In un recente articolo avevo proposto di comunicarci esempi concreti di vita vera, di gente che in particolari circostanze ha dato un esempio di amore per la verità e per la libertà al di là degli schieramenti e dei propri interessi. Concludevo dicendo: “Senza pregiudizi, per favore”.
Nei propongo uno che mi sembra andare oltre ogni pregiudizio.
Conosciamo tutti (forse sarebbe meglio dire in molti) la storia di Anna Kuliscioff, rivoluzionaria socialista, nata in Crimea, e passata poi alla storia anche per i suoi legami, pure personali, con Andrea Costa e Filippo Turati, padri del socialismo italiano.
In una lettera del 27 marzo 1904, scritta all’ex compagno Andrea Costa da cui aveva avuto una figlia, Andreina, difende la scelta della ragazza di sposarsi in chiesa con un Gavazzi, rampollo di una famiglia cattolica di imprenditori di Desio. Costa era scandalizzato e non riusciva ad accettare questo matrimonio, per di più religioso.
La Kuliscioff gli ricorda che Andreina, pur educata ai loro ideali, non era mai stata né socialista, né atea. Anzi, dopo aver liberamente fatto la scelta del battesimo in occasione del loro arresto del 1898, aveva fatto un voto alla Madonna perché fossero liberati. Gli ricorda che Ninetta – così la chiamavano affettuosamente – era una brava ragazza, sinceramente innamorata del Gavazzi. Tanto che la famiglia di lui, tipica famiglia tradizionalista cattolica brianzola, aveva finito per accettarla nonostante le sue origini familiari.

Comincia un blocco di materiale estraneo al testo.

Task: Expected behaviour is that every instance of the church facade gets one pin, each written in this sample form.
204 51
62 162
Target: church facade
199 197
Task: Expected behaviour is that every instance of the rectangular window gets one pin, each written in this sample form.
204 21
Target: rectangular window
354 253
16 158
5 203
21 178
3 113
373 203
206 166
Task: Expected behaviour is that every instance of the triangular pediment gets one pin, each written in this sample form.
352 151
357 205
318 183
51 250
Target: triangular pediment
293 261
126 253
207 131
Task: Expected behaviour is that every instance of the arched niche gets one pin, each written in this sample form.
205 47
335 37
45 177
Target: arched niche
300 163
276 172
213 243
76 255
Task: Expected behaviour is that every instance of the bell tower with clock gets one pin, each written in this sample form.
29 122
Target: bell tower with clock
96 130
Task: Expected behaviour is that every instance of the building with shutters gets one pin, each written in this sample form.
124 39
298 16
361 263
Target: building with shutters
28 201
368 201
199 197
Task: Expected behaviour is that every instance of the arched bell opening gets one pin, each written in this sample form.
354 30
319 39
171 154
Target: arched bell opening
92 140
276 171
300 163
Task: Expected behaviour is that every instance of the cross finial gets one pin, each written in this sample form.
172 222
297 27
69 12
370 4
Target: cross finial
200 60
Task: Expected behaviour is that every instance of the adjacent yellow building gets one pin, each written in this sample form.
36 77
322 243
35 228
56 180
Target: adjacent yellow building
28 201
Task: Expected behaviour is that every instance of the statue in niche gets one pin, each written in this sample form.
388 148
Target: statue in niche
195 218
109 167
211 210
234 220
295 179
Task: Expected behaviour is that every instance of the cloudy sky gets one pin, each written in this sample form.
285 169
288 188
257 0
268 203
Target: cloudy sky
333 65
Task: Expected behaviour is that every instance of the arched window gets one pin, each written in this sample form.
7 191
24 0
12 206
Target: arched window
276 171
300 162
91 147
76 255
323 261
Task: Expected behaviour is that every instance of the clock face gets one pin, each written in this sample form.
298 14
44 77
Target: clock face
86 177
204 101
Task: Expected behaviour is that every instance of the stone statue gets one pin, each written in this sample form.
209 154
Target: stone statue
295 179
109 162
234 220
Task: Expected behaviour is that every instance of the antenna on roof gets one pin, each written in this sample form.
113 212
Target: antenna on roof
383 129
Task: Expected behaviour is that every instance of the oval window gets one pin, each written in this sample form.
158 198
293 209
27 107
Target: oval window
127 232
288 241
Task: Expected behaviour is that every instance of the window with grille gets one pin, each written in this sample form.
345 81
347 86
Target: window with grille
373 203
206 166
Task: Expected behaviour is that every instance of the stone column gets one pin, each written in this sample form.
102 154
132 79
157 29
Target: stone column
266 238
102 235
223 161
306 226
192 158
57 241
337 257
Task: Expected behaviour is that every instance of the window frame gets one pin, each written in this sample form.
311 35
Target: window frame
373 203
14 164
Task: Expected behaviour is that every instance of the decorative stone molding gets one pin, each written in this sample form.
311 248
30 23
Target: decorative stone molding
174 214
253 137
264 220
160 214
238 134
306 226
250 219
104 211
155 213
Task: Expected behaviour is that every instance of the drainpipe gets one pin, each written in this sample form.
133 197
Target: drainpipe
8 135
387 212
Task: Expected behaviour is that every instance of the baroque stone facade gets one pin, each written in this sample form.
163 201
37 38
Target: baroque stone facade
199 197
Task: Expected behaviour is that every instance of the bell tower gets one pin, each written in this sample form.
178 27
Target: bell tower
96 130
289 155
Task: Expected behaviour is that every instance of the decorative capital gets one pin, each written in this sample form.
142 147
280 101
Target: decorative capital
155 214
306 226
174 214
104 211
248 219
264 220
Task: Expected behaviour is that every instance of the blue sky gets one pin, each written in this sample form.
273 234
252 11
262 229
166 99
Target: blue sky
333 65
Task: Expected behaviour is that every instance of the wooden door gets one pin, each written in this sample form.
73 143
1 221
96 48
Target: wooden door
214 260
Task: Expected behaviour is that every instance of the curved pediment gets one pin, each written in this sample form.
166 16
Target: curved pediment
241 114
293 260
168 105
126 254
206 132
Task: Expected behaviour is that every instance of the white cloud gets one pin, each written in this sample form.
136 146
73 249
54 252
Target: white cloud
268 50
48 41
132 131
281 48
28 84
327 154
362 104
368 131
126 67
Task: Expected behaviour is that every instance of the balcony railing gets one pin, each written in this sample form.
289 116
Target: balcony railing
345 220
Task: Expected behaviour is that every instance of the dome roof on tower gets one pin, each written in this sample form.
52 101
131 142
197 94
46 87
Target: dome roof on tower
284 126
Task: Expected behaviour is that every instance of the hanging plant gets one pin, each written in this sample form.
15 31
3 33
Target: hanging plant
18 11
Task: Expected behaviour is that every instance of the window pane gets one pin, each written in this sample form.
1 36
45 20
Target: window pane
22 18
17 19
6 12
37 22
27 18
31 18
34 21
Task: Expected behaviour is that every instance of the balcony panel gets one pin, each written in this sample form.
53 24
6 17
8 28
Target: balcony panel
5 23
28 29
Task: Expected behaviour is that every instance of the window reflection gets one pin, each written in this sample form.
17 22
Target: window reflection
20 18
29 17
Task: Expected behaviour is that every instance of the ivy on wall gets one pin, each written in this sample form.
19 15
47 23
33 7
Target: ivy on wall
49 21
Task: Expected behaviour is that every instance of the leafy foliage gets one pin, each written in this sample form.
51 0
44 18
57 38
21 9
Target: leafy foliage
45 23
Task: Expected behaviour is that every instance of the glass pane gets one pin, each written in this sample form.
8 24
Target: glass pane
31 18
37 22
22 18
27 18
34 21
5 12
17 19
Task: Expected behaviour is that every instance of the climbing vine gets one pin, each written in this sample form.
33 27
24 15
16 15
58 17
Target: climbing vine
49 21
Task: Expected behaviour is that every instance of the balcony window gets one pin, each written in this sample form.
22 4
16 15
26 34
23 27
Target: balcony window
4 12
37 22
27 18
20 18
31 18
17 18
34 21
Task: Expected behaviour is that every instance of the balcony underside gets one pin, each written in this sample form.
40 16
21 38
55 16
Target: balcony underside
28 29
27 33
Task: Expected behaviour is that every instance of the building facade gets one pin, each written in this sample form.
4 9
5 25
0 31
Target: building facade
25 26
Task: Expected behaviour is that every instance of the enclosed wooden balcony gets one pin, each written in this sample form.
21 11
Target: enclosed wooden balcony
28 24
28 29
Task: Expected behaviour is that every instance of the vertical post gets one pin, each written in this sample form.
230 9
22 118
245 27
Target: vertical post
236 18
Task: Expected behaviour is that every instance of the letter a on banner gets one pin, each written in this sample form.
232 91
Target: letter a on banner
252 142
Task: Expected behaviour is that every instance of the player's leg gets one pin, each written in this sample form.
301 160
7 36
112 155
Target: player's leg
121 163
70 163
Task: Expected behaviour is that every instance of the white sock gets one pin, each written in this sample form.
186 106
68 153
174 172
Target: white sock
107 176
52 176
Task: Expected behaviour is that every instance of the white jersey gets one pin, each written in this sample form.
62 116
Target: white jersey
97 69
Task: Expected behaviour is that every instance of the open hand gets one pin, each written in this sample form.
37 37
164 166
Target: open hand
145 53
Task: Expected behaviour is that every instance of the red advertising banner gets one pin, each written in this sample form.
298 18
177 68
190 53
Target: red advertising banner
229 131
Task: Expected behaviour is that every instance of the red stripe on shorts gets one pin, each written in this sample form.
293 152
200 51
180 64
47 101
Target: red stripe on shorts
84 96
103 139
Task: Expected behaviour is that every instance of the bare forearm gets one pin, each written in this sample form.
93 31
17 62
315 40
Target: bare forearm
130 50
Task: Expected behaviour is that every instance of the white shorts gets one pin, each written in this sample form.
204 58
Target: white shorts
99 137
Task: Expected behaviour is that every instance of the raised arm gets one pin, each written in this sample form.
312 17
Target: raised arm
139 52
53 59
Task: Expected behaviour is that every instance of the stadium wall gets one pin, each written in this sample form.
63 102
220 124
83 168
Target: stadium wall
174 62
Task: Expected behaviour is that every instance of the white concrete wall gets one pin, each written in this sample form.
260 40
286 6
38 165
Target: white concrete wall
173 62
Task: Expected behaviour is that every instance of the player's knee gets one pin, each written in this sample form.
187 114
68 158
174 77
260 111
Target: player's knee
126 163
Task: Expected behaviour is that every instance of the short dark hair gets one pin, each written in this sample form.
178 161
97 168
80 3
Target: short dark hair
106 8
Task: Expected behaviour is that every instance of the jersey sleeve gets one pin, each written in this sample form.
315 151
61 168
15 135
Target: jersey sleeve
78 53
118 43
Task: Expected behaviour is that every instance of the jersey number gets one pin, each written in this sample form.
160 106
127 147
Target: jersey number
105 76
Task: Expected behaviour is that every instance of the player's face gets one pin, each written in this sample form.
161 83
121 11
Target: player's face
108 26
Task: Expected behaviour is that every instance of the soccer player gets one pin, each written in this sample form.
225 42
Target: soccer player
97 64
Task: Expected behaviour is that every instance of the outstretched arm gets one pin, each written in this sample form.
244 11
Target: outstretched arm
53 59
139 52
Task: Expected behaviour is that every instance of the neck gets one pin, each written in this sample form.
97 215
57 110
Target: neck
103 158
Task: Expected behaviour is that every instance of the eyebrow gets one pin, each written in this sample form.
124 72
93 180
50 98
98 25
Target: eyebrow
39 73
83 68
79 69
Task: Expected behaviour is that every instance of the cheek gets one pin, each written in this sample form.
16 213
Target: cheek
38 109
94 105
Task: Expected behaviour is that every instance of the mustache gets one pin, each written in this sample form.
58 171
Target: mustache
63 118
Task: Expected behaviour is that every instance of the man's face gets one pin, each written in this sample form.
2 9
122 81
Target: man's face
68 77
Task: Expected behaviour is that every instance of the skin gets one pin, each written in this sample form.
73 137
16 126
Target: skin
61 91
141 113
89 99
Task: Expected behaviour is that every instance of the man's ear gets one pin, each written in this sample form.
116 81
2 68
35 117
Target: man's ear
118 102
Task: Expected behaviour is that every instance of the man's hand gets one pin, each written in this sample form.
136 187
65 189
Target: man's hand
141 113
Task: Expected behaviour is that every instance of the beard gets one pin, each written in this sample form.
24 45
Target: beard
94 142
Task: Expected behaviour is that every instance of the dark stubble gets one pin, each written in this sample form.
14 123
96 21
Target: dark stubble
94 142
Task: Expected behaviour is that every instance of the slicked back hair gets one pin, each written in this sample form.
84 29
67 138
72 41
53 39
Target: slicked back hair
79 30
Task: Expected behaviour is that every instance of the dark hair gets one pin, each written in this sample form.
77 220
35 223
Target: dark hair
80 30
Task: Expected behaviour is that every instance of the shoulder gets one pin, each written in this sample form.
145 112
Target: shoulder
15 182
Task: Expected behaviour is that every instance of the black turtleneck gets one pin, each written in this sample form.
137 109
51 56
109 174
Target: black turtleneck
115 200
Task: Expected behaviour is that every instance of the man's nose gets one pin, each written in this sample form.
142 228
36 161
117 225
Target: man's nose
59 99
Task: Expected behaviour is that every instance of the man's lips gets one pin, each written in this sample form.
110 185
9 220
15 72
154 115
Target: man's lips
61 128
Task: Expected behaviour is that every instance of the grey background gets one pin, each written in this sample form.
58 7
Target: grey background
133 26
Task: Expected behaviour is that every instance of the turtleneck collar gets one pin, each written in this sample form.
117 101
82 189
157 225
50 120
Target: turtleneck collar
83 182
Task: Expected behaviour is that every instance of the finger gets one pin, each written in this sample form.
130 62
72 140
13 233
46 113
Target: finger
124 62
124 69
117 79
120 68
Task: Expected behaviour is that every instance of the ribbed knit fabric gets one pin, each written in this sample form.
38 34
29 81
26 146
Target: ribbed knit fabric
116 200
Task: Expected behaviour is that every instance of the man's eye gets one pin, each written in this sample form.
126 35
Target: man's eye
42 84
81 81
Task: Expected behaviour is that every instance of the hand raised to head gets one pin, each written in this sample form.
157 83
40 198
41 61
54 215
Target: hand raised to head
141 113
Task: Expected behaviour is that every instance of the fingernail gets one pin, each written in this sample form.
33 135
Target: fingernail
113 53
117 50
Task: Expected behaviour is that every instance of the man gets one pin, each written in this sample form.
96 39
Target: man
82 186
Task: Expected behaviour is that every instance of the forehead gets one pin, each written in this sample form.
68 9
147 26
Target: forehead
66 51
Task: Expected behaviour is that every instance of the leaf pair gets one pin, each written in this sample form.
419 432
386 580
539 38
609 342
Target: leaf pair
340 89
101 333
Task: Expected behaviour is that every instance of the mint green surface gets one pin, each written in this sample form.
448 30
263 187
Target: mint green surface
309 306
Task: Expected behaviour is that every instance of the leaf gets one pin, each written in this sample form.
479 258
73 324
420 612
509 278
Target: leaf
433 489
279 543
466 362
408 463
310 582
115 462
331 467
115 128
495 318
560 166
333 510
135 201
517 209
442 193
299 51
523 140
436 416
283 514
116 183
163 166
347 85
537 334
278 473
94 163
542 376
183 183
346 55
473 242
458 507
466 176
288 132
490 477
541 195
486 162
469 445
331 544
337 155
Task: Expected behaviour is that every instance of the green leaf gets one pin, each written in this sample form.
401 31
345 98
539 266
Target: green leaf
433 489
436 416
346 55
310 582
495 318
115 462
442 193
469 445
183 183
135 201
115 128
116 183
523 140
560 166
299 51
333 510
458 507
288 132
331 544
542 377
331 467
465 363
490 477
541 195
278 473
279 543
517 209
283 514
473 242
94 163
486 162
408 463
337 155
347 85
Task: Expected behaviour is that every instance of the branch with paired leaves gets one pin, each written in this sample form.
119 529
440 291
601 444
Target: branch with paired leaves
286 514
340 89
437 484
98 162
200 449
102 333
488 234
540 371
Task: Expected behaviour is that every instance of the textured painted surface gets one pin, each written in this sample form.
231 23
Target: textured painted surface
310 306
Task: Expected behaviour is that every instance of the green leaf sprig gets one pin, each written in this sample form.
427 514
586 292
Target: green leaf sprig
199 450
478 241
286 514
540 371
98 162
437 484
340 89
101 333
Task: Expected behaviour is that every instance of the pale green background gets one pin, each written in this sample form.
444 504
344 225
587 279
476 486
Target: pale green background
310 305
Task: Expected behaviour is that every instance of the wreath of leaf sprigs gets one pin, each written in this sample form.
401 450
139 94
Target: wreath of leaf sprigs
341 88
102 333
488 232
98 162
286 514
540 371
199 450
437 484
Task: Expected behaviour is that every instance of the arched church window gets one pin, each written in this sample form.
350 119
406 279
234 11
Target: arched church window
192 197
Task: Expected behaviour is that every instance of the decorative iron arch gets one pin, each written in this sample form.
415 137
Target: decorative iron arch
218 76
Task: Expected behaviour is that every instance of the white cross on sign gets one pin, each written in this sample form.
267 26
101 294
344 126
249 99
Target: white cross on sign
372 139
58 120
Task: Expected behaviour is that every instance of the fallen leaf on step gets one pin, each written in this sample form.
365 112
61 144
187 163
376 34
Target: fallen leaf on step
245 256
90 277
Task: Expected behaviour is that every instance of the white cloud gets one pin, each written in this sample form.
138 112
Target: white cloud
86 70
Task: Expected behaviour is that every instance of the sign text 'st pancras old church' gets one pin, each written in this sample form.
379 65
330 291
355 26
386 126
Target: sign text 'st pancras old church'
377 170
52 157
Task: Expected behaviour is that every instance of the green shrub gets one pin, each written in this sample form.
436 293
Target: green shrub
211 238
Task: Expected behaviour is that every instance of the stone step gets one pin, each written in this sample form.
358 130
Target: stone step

Certo anche per lei, Anna, la scelta di Andreina di sposarsi in chiesa era stata uno choc, ma aggiunge: “Ebbene una sera se ne parlò del matrimonio religioso ed io, perché essa non abbia nessuna amarezza da parte mia, le dissi che per parte mia odio tutte le formalità del matrimonio, ma in verità mi ripugna più l’atto commerciale del matrimonio civile, poiché nel matrimonio religioso, per un momento almeno, si ha la sensazione poetica della fusione delle anime”.
Certo si può non condividere fino in fondo l’idea della Kuliscioff del sacramento, ma resta il suo esempio di tenero rispetto per le scelte della figlia.
Interessante poi la conclusione della lettera. Dopo aver ricordato che la scelta di Andreina era anche conseguenza paradossale di quella educazione alla libertà che le era stata data, la Kuliscioff scrive: “Se la Ninetta fosse minacciata da una disgrazia, se l’uomo da lei prescelto fosse indegno, allora per la sua salvezza, pel suo bene si può anche violare le norme di libertà di coscienza e di azione. Ma se va incontro alla sua felicità, sia pure benedetta anche dal prete, ne sono contenta ugualmente”.
Ragazzi, ci pensate? La felicità, non il trionfo della Rivoluzione.
Piccola interessante appendice. Qualche anno dopo il matrimonio fu la signora Andreina Kuliscioff Gavazzi a contribuire al pagamento della retta del seminario del piccolo povero Luigi Giussani, che anche lui aveva un padre socialista.
E poi c’è qualcuno che ancora non crede alla libertà di coscienza e, soprattutto, alla Provvidenza!